Stoned at DSW. SO MANY SHOES! THEY'RE FREAKING ME OUT.
I'm in a cab, in a strange city, and my driver looks like he's going to eat me. My facebook password is **** I want you to have the one thing I hold dearest to my heart.
I Once took so much Ecstacy that I tried to hug a fire.
Correction, I've been on a lot of dates and a lot of dicks
The 19 Strangest Things People Use To Get Off
I really wish you were half the slut you're sister was in college
I just used celery as a chaser. That's the level of my refrigerator.
I woke up in the ER. This living like theres no tomorrow really could mean theres no tomorrow.
You know my ex in high school who cheated on me and dumped me right before prom? A decade later, I just saw her again...working at an Arby's. it was a good day...
I asked the cop if I could see his dick- It's not like he could arrest me twice.
These 25 Normal Couples Tried Porn Moves During Sex And It Ended Horribly
Ok, so technically yes she wore a red tank top to the stoplight party. But under it was a yellow bra and green panties.
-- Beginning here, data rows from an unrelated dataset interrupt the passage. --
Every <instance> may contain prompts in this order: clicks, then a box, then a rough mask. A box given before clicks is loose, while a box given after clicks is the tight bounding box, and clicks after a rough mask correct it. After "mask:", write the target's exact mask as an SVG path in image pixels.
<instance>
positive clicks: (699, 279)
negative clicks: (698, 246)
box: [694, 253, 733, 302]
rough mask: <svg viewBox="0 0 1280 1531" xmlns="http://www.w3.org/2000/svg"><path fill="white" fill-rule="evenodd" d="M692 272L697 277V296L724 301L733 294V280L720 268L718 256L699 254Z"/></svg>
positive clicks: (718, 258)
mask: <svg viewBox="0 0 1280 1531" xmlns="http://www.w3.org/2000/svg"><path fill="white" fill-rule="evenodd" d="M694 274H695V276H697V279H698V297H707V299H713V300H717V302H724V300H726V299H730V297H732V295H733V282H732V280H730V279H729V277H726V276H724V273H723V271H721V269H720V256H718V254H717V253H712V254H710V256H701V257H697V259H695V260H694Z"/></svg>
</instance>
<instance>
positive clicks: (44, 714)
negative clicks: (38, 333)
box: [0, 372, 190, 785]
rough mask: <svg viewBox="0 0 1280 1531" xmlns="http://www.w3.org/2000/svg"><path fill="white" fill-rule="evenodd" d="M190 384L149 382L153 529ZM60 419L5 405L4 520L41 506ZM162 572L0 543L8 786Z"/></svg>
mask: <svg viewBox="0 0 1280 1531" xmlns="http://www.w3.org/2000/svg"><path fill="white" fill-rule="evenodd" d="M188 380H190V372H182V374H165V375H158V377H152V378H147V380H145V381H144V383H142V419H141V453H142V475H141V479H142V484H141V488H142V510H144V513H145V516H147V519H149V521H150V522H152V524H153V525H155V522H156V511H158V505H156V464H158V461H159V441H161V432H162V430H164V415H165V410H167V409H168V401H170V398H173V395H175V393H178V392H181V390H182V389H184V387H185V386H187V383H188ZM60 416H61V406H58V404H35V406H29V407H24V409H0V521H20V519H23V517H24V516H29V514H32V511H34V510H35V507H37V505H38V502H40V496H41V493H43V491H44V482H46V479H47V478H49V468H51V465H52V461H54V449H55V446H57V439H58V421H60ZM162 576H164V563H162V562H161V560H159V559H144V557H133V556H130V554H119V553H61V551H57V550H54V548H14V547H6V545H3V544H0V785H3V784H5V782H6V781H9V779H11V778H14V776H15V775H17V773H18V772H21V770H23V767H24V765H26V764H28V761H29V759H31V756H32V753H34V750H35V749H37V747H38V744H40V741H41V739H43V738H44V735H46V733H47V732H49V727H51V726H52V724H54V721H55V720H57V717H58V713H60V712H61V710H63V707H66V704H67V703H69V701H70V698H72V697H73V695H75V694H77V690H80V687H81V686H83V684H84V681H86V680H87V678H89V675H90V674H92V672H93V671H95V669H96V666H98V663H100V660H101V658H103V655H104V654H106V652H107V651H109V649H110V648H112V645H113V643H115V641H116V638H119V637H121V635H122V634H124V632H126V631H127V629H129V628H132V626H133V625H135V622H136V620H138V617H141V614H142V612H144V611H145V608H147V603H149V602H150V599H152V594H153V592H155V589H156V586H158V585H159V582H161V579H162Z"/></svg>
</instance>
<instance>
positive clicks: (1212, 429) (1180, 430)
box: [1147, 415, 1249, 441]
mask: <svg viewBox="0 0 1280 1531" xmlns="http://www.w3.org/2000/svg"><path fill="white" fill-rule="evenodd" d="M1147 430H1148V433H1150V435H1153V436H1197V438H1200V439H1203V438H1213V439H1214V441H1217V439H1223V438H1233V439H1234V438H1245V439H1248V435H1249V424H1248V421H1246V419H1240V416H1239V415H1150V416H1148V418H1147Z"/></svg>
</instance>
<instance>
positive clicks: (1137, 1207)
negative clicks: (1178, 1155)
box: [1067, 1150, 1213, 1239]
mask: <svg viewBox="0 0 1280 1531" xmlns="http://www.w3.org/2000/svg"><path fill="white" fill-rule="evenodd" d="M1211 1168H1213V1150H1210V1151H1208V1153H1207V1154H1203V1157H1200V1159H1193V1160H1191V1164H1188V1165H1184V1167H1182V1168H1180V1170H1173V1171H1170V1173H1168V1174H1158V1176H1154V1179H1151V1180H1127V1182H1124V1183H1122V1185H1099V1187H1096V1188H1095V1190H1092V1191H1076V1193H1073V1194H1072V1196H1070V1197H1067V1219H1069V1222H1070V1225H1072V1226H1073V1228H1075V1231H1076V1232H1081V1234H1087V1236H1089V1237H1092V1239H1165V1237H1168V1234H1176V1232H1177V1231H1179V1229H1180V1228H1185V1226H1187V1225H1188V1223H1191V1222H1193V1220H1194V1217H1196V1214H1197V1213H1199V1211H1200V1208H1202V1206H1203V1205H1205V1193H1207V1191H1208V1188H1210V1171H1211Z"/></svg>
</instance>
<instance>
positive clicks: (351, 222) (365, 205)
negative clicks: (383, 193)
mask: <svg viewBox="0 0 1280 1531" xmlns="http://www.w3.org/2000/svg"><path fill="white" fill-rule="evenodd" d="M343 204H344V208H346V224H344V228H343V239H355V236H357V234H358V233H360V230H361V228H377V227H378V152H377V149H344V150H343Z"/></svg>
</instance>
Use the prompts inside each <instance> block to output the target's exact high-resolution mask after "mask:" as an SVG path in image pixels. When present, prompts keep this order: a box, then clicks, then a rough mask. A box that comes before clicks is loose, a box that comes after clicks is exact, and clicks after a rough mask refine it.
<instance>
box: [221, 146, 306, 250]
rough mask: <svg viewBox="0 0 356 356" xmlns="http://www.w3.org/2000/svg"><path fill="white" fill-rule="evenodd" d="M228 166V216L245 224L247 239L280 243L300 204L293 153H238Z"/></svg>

Just let me take your liver out and beat it with a meat tenderizer for you..
What if there is no right person? Maybe it's just the right cat. Or the right 12 cats.
I stopped his blowjob to raise 3 fingers & whistle the hunger games tune to the people walking past the window
My ex's new gf is pregnant and he is sterile, so 2016 is starting off well.
I'm so happy for you. But I still have to shave because a woman has needs and this woman needs an orgasm.